After selecting the models, we found 3 possible reasons to explain why decision tree based models have much higher accuracy rate compared to distance based models like KNN and SVM.
First, It can judge the importance of the feature
Second, It can judge the interaction between different features
Third, It can avoid overfitting compared with decision tree
Here is one of the decision trees from our random forest model. Because the decision tree uses greedy approach to attain minimum gini value, we can see the first binary split on K value dramatically decreases the gini rate, which implies that feature K is much more important than other features. Thus it can make better classification and result in higher accuracy rate.
We decided to use the model with highest accuracy, which is the random forest model. We think problems that require more interpretation are case by case problems that need further model modifications or judgements based on the result. For example, for tumor detections, the doctors need to understand the models to avoid misclassification. Therefore, the models should be highly interpretable. What’s more, simple models are easier to earn trust from others such as patients.

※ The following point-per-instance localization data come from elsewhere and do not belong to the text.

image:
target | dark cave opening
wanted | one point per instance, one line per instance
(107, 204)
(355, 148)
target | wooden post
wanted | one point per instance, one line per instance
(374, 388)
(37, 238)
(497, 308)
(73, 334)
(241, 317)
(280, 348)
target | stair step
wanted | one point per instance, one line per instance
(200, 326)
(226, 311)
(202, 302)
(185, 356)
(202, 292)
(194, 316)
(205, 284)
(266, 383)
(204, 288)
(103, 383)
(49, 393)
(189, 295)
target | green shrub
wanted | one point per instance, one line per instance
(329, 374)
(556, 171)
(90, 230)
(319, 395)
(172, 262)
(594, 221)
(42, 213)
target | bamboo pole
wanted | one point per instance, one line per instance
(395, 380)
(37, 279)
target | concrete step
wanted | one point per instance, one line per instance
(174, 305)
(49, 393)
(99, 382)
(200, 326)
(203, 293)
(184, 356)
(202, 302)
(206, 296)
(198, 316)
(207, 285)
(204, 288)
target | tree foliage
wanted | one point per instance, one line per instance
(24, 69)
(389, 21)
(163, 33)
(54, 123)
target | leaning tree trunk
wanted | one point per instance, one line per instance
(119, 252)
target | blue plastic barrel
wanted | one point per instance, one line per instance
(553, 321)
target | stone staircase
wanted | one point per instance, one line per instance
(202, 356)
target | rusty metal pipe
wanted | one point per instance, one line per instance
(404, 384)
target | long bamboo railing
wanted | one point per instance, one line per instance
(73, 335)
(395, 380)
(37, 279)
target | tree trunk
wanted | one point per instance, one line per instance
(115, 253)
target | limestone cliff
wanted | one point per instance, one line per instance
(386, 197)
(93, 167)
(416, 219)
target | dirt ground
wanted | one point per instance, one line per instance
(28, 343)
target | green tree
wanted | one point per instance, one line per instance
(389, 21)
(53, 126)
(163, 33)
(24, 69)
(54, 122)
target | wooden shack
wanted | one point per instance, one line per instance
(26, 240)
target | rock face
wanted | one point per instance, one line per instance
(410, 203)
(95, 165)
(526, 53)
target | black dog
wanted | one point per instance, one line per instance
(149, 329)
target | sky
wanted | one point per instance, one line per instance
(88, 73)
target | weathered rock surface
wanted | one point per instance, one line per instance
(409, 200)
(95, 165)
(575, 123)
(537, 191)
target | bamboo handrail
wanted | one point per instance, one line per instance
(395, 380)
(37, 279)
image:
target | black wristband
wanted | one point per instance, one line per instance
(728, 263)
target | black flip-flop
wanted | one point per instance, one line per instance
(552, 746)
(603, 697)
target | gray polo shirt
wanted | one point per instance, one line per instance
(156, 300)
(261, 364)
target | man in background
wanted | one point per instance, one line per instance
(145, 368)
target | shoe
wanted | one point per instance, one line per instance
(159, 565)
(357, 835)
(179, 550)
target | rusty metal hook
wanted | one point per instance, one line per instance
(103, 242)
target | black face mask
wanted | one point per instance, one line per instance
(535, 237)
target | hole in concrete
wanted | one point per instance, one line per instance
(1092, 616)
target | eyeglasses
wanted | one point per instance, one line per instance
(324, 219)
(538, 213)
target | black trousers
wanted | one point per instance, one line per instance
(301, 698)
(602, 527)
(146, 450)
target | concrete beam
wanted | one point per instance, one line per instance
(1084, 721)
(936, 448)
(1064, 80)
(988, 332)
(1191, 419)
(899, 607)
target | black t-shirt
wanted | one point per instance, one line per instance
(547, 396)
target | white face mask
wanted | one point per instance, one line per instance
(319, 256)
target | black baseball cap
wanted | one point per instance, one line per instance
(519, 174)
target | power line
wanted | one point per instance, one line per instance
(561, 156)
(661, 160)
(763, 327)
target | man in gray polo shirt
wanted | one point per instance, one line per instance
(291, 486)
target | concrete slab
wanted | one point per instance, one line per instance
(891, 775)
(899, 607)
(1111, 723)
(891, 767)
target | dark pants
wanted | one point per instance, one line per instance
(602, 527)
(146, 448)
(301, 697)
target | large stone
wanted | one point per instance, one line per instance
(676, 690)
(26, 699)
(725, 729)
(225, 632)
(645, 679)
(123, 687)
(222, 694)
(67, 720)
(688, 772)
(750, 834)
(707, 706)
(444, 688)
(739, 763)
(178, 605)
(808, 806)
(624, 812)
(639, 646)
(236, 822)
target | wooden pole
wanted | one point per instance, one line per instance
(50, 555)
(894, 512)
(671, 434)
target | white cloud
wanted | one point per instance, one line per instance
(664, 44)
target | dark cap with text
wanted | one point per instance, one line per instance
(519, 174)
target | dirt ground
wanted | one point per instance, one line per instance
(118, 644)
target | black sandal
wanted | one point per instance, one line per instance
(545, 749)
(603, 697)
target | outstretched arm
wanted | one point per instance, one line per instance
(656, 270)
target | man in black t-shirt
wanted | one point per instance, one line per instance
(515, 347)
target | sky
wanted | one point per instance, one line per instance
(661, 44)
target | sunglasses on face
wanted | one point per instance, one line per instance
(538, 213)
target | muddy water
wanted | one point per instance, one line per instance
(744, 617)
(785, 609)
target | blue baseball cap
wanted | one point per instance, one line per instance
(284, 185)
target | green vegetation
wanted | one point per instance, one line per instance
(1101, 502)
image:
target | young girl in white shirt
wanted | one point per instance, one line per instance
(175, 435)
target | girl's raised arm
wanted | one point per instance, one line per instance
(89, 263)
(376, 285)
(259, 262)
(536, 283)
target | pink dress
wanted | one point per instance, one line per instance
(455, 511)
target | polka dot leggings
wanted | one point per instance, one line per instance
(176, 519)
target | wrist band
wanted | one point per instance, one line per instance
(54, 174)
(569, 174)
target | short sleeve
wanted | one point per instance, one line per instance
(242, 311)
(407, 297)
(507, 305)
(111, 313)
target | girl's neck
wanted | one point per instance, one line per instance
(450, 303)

Problems that require a high accuracy rate are ones that need to process large amounts of data at a fast pace to deliver the results to another process. There is no need to understand the model logic because high accuracy is good enough for the purpose. Even if they sometimes generate some errors, the influence will not be detrimental. For example, the users do not need to understand the complicated spam detection model. Even if spam is not detected, the overall influence is not huge, so no human interpretation and intervention is needed.
For our option price situation, there are thousands of options dealing every day. The amount of data being processed is very huge that a good prediction on prices overall with some errors will be good enough. Therefore, we think accuracy matters more in this case.
Under the model, we think all of the 4 features we used are necessary and important to predict the option price. The higher current asset value and a lower strike price means the need for an asset’s price increase is lower, which means there is lower risk to lose, so the option price will be higher. Higher the interest rate, means the call option buyers can earn more interest by holding the cash in bank during the time to maturity, which means they are willing to pay more to buy the call option. In contrast, the seller lost the opportunity to benefit from the increased interest rate, because the cash is in the buyer's hand until maturity. Lastly, longer time to maturity gives call option holders more freedom to trade the option in the market which again increases the call option price. Also, from our linear regression test, the p-value for all variables are significantly under 0.05, meaning they are all important to include.
Machine Learning models avoid assumptions made for Black-Scholes like constant risk-free rates and volatility over the option’s life and learn from historical data. The assumptions are not true in reality that volatility fluctuates with the level of supply and demand. Additionally, the other assumptions can lead to prices that deviate from the real world. Instead, machine learning models release the model and calculate prices from a large amount of historical data. And this pricing process can reproduce most of the empirical characteristics of options prices. In this sense, Machine Learning Models Outperform Black-Scholes.